# Introduction

This is a sample notebook that was created to show how a user could interact programmatically with the AutoML Visual Interface in Dataiku DSS. Most of the content was pieced together from articles within Dataiku's [Knowledge Base](https://doc.dataiku.com/)

Though not extensive, I hope this notebook exposes you to some of the key functions that you may need to use and also some useful functions that might be relevant when trying to set these tasks to run automatically through [Scenarios](https://doc.dataiku.com/dss/latest/scenarios/index.html)

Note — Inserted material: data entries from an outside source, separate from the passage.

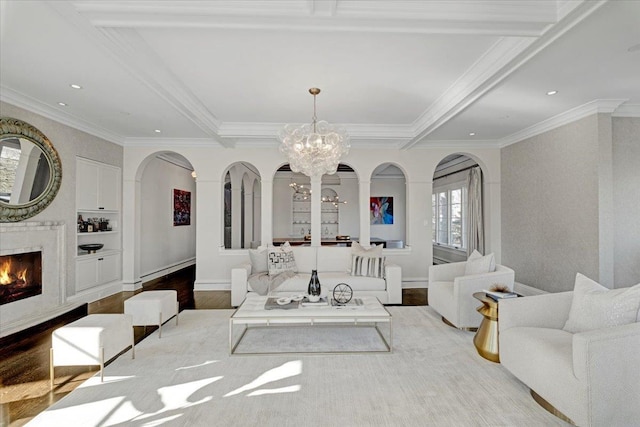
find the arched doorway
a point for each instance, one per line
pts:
(457, 209)
(239, 206)
(167, 213)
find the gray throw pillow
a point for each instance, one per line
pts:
(258, 258)
(595, 307)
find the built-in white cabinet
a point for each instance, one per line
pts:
(98, 190)
(301, 217)
(97, 186)
(97, 269)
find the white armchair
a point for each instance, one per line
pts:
(450, 292)
(592, 377)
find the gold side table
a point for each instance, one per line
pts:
(486, 339)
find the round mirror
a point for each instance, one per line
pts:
(30, 170)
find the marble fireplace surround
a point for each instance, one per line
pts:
(48, 237)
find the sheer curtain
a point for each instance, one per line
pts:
(475, 221)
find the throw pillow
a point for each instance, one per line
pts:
(367, 266)
(258, 258)
(281, 259)
(595, 306)
(375, 251)
(478, 264)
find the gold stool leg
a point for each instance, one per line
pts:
(51, 368)
(549, 407)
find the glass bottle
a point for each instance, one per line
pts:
(314, 284)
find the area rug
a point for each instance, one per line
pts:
(433, 377)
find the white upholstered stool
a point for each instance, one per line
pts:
(91, 340)
(153, 308)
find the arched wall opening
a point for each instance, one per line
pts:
(167, 214)
(239, 205)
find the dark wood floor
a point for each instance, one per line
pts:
(24, 361)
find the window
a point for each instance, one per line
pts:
(448, 216)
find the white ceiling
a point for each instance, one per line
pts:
(397, 74)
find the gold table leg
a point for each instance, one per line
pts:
(486, 339)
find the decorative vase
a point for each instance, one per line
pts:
(314, 286)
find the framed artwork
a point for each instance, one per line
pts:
(381, 210)
(181, 207)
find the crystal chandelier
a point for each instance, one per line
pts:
(335, 200)
(314, 149)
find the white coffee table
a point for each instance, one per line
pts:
(252, 314)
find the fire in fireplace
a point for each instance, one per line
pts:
(20, 276)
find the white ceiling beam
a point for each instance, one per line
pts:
(504, 18)
(500, 61)
(133, 53)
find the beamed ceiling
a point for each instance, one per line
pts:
(397, 74)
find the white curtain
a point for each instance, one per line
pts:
(475, 221)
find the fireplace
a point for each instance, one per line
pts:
(20, 276)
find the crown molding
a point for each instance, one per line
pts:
(21, 100)
(172, 142)
(483, 75)
(357, 132)
(502, 59)
(458, 143)
(597, 106)
(132, 52)
(627, 110)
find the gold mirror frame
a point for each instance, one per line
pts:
(15, 128)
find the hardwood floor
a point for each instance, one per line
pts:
(24, 362)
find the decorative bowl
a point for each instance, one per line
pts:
(91, 247)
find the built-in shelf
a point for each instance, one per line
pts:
(98, 196)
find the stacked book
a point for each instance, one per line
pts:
(497, 296)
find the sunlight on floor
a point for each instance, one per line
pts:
(287, 370)
(290, 389)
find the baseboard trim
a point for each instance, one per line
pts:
(164, 271)
(99, 292)
(211, 286)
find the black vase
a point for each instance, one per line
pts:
(314, 284)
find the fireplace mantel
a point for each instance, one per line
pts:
(50, 238)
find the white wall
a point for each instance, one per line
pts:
(162, 244)
(69, 143)
(396, 188)
(626, 200)
(214, 264)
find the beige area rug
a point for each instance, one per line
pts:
(434, 377)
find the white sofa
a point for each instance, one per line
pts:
(450, 292)
(593, 377)
(333, 264)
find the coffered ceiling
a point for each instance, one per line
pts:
(397, 74)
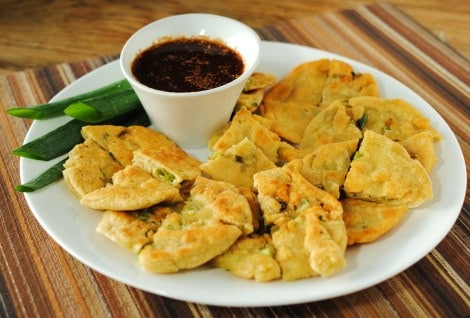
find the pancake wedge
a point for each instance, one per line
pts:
(421, 147)
(121, 141)
(367, 221)
(293, 101)
(212, 219)
(335, 123)
(168, 164)
(384, 172)
(326, 167)
(305, 248)
(177, 247)
(238, 164)
(394, 118)
(251, 257)
(245, 125)
(310, 87)
(219, 201)
(88, 168)
(343, 83)
(132, 230)
(132, 189)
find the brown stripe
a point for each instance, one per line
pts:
(427, 75)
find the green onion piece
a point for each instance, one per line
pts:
(53, 144)
(53, 109)
(62, 139)
(49, 176)
(105, 107)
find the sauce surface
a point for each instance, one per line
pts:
(187, 65)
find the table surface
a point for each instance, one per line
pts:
(424, 45)
(38, 33)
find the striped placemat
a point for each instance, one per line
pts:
(40, 279)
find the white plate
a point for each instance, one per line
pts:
(73, 226)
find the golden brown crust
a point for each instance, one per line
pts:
(394, 118)
(132, 230)
(326, 167)
(421, 147)
(121, 141)
(251, 257)
(224, 202)
(189, 247)
(244, 125)
(384, 172)
(310, 87)
(293, 101)
(88, 168)
(367, 221)
(335, 123)
(169, 164)
(238, 164)
(132, 189)
(343, 84)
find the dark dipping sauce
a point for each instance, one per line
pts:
(187, 65)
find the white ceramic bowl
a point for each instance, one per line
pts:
(191, 118)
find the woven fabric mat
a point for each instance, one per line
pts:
(39, 279)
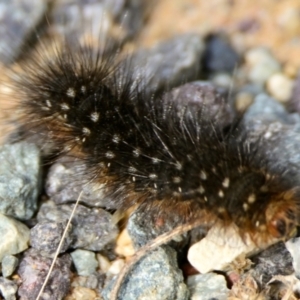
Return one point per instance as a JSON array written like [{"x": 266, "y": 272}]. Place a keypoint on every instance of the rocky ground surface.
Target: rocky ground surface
[{"x": 246, "y": 52}]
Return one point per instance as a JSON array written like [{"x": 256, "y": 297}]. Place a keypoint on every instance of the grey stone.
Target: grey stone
[
  {"x": 47, "y": 236},
  {"x": 129, "y": 14},
  {"x": 169, "y": 63},
  {"x": 143, "y": 228},
  {"x": 85, "y": 262},
  {"x": 63, "y": 186},
  {"x": 17, "y": 20},
  {"x": 267, "y": 110},
  {"x": 8, "y": 289},
  {"x": 207, "y": 287},
  {"x": 293, "y": 246},
  {"x": 294, "y": 102},
  {"x": 215, "y": 103},
  {"x": 9, "y": 264},
  {"x": 93, "y": 281},
  {"x": 19, "y": 180},
  {"x": 14, "y": 236},
  {"x": 154, "y": 277},
  {"x": 219, "y": 55},
  {"x": 276, "y": 260},
  {"x": 93, "y": 228},
  {"x": 33, "y": 271},
  {"x": 270, "y": 130}
]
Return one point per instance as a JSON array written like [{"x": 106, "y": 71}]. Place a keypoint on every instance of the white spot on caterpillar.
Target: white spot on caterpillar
[
  {"x": 110, "y": 155},
  {"x": 71, "y": 92},
  {"x": 203, "y": 175},
  {"x": 65, "y": 106},
  {"x": 201, "y": 189},
  {"x": 226, "y": 182},
  {"x": 176, "y": 179},
  {"x": 132, "y": 170},
  {"x": 178, "y": 166},
  {"x": 268, "y": 134},
  {"x": 136, "y": 152},
  {"x": 95, "y": 116},
  {"x": 264, "y": 189},
  {"x": 86, "y": 131},
  {"x": 245, "y": 206},
  {"x": 155, "y": 160},
  {"x": 251, "y": 199},
  {"x": 152, "y": 176},
  {"x": 116, "y": 138}
]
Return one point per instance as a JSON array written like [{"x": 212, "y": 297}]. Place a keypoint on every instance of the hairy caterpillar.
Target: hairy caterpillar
[
  {"x": 165, "y": 155},
  {"x": 152, "y": 151}
]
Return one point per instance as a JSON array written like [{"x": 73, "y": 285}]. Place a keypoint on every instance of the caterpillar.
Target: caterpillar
[
  {"x": 166, "y": 155},
  {"x": 151, "y": 150}
]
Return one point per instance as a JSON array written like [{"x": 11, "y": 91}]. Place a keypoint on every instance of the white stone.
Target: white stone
[
  {"x": 280, "y": 87},
  {"x": 14, "y": 236},
  {"x": 207, "y": 286},
  {"x": 293, "y": 246},
  {"x": 219, "y": 248}
]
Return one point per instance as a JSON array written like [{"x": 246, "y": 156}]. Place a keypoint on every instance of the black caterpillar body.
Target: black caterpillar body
[{"x": 151, "y": 151}]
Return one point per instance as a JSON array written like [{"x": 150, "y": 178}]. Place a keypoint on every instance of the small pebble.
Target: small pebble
[
  {"x": 93, "y": 281},
  {"x": 124, "y": 246},
  {"x": 9, "y": 264},
  {"x": 14, "y": 236},
  {"x": 92, "y": 228},
  {"x": 19, "y": 180},
  {"x": 280, "y": 87},
  {"x": 216, "y": 252},
  {"x": 164, "y": 64},
  {"x": 116, "y": 267},
  {"x": 104, "y": 263},
  {"x": 219, "y": 56},
  {"x": 33, "y": 270},
  {"x": 261, "y": 64},
  {"x": 85, "y": 262},
  {"x": 47, "y": 236},
  {"x": 207, "y": 287},
  {"x": 275, "y": 260},
  {"x": 243, "y": 100},
  {"x": 8, "y": 289},
  {"x": 293, "y": 246},
  {"x": 82, "y": 293},
  {"x": 223, "y": 80},
  {"x": 156, "y": 276}
]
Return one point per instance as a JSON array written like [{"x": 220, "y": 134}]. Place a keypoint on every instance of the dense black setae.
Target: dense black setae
[{"x": 151, "y": 151}]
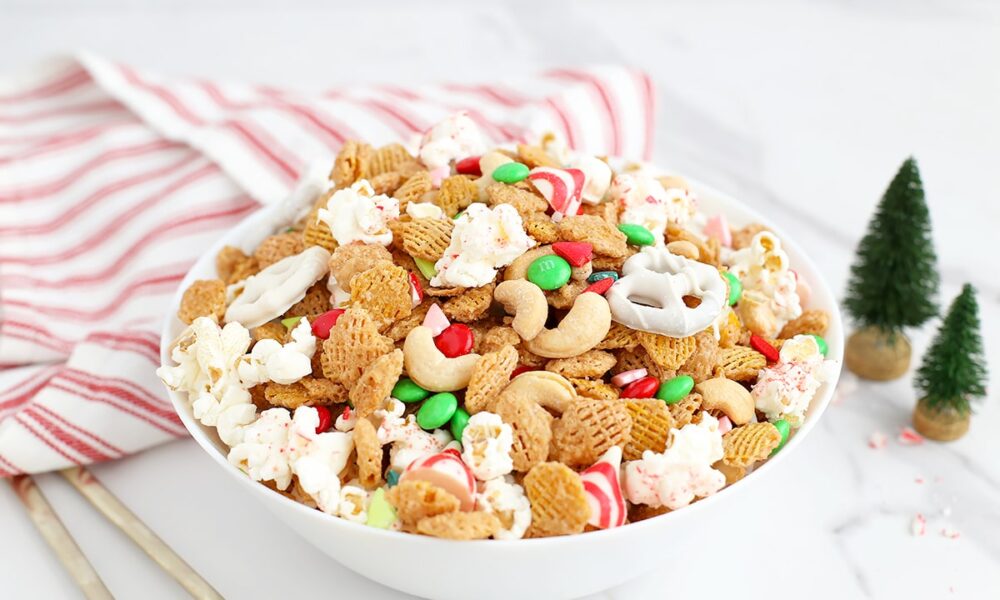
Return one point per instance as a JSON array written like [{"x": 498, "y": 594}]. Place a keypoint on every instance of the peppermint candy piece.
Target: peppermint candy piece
[
  {"x": 562, "y": 188},
  {"x": 604, "y": 491}
]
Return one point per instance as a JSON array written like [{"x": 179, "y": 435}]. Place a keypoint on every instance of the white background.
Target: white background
[{"x": 802, "y": 109}]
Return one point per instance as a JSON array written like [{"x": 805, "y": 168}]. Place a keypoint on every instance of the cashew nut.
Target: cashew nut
[
  {"x": 519, "y": 268},
  {"x": 526, "y": 301},
  {"x": 432, "y": 370},
  {"x": 581, "y": 329},
  {"x": 727, "y": 396},
  {"x": 549, "y": 390}
]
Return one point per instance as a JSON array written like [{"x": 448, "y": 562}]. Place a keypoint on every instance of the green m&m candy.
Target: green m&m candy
[
  {"x": 458, "y": 422},
  {"x": 511, "y": 172},
  {"x": 407, "y": 391},
  {"x": 784, "y": 429},
  {"x": 823, "y": 348},
  {"x": 674, "y": 390},
  {"x": 549, "y": 272},
  {"x": 637, "y": 235},
  {"x": 735, "y": 288},
  {"x": 437, "y": 410}
]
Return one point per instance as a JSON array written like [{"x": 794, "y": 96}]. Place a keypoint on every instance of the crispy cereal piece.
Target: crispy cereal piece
[
  {"x": 416, "y": 500},
  {"x": 353, "y": 344},
  {"x": 353, "y": 163},
  {"x": 348, "y": 261},
  {"x": 605, "y": 238},
  {"x": 471, "y": 305},
  {"x": 375, "y": 385},
  {"x": 384, "y": 291},
  {"x": 686, "y": 410},
  {"x": 670, "y": 353},
  {"x": 751, "y": 443},
  {"x": 204, "y": 298},
  {"x": 388, "y": 159},
  {"x": 619, "y": 336},
  {"x": 490, "y": 376},
  {"x": 535, "y": 156},
  {"x": 587, "y": 428},
  {"x": 701, "y": 364},
  {"x": 413, "y": 189},
  {"x": 593, "y": 363},
  {"x": 314, "y": 303},
  {"x": 558, "y": 502},
  {"x": 456, "y": 193},
  {"x": 810, "y": 321},
  {"x": 740, "y": 363},
  {"x": 531, "y": 425},
  {"x": 276, "y": 247},
  {"x": 477, "y": 525},
  {"x": 651, "y": 424},
  {"x": 426, "y": 238},
  {"x": 369, "y": 451},
  {"x": 591, "y": 388}
]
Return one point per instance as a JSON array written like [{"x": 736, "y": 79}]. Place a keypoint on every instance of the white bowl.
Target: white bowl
[{"x": 550, "y": 568}]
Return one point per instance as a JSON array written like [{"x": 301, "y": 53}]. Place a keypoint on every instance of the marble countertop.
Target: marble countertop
[{"x": 802, "y": 109}]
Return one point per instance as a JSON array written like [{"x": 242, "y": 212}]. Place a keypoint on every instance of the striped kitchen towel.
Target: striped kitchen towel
[{"x": 113, "y": 180}]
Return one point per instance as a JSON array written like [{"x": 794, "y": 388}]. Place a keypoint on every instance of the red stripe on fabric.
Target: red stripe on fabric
[
  {"x": 116, "y": 225},
  {"x": 23, "y": 423},
  {"x": 605, "y": 95},
  {"x": 147, "y": 285},
  {"x": 67, "y": 439},
  {"x": 72, "y": 79},
  {"x": 47, "y": 189},
  {"x": 63, "y": 111},
  {"x": 177, "y": 227},
  {"x": 92, "y": 436}
]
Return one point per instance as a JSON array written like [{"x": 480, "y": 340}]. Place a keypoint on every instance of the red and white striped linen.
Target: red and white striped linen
[{"x": 114, "y": 180}]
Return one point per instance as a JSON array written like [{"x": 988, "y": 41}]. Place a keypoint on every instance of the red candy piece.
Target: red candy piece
[
  {"x": 576, "y": 254},
  {"x": 455, "y": 340},
  {"x": 325, "y": 322},
  {"x": 760, "y": 345},
  {"x": 642, "y": 388},
  {"x": 469, "y": 166},
  {"x": 324, "y": 418},
  {"x": 601, "y": 286}
]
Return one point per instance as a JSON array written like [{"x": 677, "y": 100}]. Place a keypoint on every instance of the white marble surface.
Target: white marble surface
[{"x": 802, "y": 109}]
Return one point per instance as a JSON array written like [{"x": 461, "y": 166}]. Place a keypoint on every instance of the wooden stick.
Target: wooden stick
[
  {"x": 116, "y": 512},
  {"x": 59, "y": 539}
]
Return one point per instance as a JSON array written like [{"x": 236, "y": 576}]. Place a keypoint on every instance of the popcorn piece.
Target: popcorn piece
[
  {"x": 356, "y": 214},
  {"x": 682, "y": 472},
  {"x": 506, "y": 500},
  {"x": 486, "y": 446},
  {"x": 483, "y": 240},
  {"x": 784, "y": 390}
]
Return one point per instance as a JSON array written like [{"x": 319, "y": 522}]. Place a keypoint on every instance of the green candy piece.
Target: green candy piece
[
  {"x": 291, "y": 322},
  {"x": 549, "y": 272},
  {"x": 407, "y": 391},
  {"x": 637, "y": 235},
  {"x": 784, "y": 429},
  {"x": 381, "y": 514},
  {"x": 674, "y": 390},
  {"x": 735, "y": 288},
  {"x": 426, "y": 267},
  {"x": 458, "y": 422},
  {"x": 823, "y": 347},
  {"x": 437, "y": 410},
  {"x": 510, "y": 172}
]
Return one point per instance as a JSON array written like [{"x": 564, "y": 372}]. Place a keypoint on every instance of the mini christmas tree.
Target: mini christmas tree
[
  {"x": 894, "y": 280},
  {"x": 953, "y": 372}
]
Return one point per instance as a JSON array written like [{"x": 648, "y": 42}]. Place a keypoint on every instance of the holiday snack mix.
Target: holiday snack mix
[{"x": 470, "y": 342}]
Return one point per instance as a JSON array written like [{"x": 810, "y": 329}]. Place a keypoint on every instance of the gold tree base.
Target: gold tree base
[
  {"x": 871, "y": 355},
  {"x": 939, "y": 425}
]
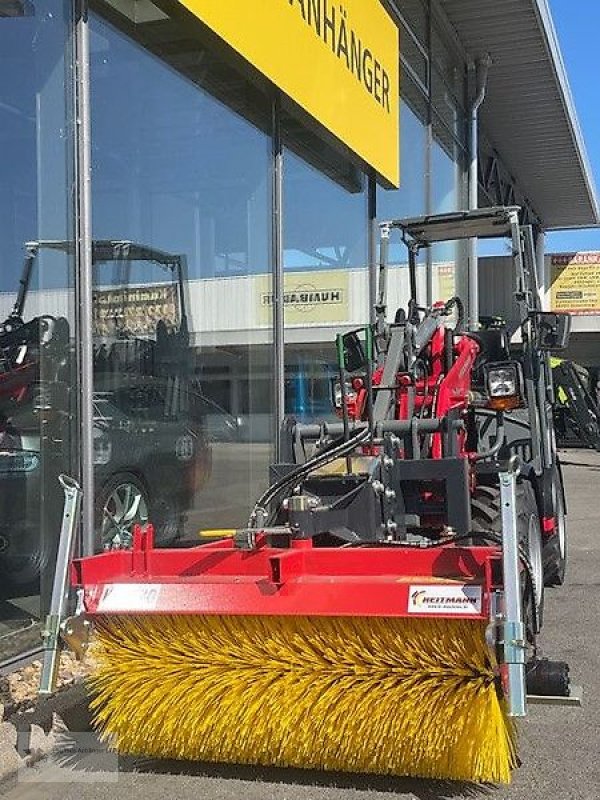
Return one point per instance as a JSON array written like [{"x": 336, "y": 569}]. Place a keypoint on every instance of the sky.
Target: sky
[{"x": 578, "y": 25}]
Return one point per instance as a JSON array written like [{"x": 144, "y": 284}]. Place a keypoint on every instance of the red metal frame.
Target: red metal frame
[{"x": 218, "y": 578}]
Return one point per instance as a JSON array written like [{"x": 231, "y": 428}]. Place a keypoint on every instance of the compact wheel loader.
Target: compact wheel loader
[{"x": 380, "y": 611}]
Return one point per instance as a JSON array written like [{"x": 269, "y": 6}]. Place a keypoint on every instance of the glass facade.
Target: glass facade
[
  {"x": 325, "y": 260},
  {"x": 182, "y": 396},
  {"x": 185, "y": 173},
  {"x": 38, "y": 398}
]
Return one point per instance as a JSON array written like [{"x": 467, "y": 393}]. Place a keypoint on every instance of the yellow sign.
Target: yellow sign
[
  {"x": 308, "y": 297},
  {"x": 575, "y": 283},
  {"x": 338, "y": 60}
]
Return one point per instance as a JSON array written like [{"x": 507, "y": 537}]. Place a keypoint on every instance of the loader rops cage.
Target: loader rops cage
[{"x": 380, "y": 610}]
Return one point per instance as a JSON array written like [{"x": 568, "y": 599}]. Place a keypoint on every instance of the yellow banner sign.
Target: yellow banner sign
[
  {"x": 575, "y": 283},
  {"x": 338, "y": 61},
  {"x": 308, "y": 297}
]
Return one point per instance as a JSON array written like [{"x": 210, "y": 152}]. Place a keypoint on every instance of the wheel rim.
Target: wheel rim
[
  {"x": 124, "y": 507},
  {"x": 557, "y": 503},
  {"x": 535, "y": 557}
]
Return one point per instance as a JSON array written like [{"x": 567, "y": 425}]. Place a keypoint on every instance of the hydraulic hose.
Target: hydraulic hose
[{"x": 335, "y": 451}]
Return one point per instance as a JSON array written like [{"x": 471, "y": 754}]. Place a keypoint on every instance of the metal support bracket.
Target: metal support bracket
[
  {"x": 60, "y": 587},
  {"x": 512, "y": 630}
]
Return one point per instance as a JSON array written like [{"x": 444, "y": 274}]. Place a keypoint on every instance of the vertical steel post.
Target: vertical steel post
[
  {"x": 481, "y": 72},
  {"x": 84, "y": 281},
  {"x": 540, "y": 260},
  {"x": 278, "y": 277},
  {"x": 373, "y": 238},
  {"x": 513, "y": 666}
]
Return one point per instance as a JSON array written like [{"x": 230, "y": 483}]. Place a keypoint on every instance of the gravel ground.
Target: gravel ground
[{"x": 559, "y": 747}]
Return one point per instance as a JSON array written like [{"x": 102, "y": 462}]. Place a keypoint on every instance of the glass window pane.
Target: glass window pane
[
  {"x": 183, "y": 320},
  {"x": 326, "y": 279},
  {"x": 38, "y": 400},
  {"x": 449, "y": 259}
]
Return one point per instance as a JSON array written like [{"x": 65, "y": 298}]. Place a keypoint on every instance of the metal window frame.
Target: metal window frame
[{"x": 83, "y": 268}]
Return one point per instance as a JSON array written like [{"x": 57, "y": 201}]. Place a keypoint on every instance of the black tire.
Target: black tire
[
  {"x": 162, "y": 512},
  {"x": 556, "y": 566},
  {"x": 486, "y": 516}
]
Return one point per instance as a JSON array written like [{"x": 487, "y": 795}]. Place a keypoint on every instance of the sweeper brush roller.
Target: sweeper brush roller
[{"x": 399, "y": 696}]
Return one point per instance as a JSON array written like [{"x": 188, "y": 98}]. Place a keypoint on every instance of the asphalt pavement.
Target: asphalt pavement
[{"x": 560, "y": 747}]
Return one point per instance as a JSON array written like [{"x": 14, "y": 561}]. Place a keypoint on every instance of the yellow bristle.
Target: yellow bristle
[{"x": 382, "y": 695}]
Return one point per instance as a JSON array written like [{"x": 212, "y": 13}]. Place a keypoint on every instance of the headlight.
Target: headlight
[
  {"x": 337, "y": 393},
  {"x": 502, "y": 382},
  {"x": 504, "y": 385}
]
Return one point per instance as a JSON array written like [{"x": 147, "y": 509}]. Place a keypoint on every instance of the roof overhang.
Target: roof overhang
[{"x": 529, "y": 115}]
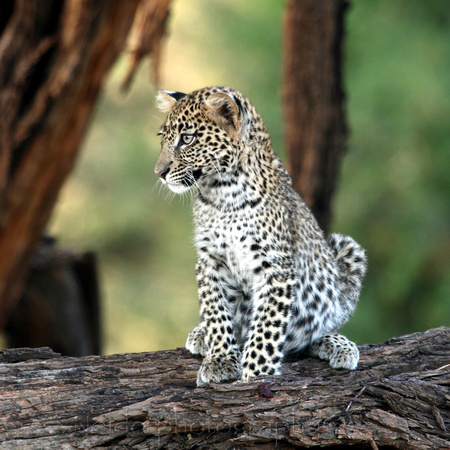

For more information on the topic and the APIs, I would recommend to refer to [this](https://doc.dataiku.com/dss/latest/python-api/ml.html#obtaining-a-handle-to-an-existing-ml-task)

---

# Importing Libraries

In [62]:
import dataiku
import datetime

# # from outside DSS
# import dataikuapi

# Establishing connection to DSS Instance

In [2]:
# establish connection to instance
client = dataiku.api_client()

# # from outside DSS
# host = "http://localhost:11200"
# apiKey = "BCtZV0kLIxHAWCPZTtZM8vgbj2Yzst9F"
# client = dataikuapi.DSSClient(host, apiKey)

# Retrieving Project and ML Tasks

In [3]:
# Get project in DSS
proj = client.get_project("CCFRAUDAVDCORESTART")

In [5]:
# # List ML task that has been created for project
# proj.list_ml_tasks()

# Get ML task that has been created
ml_task = proj.get_ml_task("IryrkUVj", "BA05g5C8") # provide visual_analysis_id & ml_task_id which can be found in the URL


# # Otherwise, you can also create your own ML training task --
# # Create a new ML Task to predict the variable "target" from "trainset"
# ml_task = p.create_prediction_ml_task( # use .create_clustering_ml_task() for clustering tasks
#     input_dataset="trainset",
#     target_variable="target",
#     ml_backend_type='PY_MEMORY', # ML backend to use
#     guess_policy='DEFAULT' # Template to use for setting default parameters
# )

# # Wait for the ML task to be ready
# ml_task.wait_guess_complete()

# Changing settings within ML Tasks:

## 1. Retrieve settings

In [0]:
settings = ml_task.get_settings()

## 2. Feature Selection

In [0]:
settings.reject_feature("not_useful")
settings.use_feature("useful")

## 3. Feature handling

In [0]:
# Use impact coding rather than dummy-coding
fs = settings.get_feature_preprocessing("mycategory")
fs["category_handling"] = "IMPACT"

# Impute missing with most frequent value
fs["missing_handling"] = "IMPUTE"
fs["missing_impute_with"] = "MODE"

## 4. Algorithm selection

In [0]:
settings.set_algorithm_enabled("GBT_CLASSIFICATION", True)
# use .get_all_possible_algorithm_names() to find the str names of algorithms

## 5. Algorithm-specific hyperparameter tuning

In [0]:
rf_settings = settings.get_algorithm_settings("RANDOM_FOREST_CLASSIFICATION")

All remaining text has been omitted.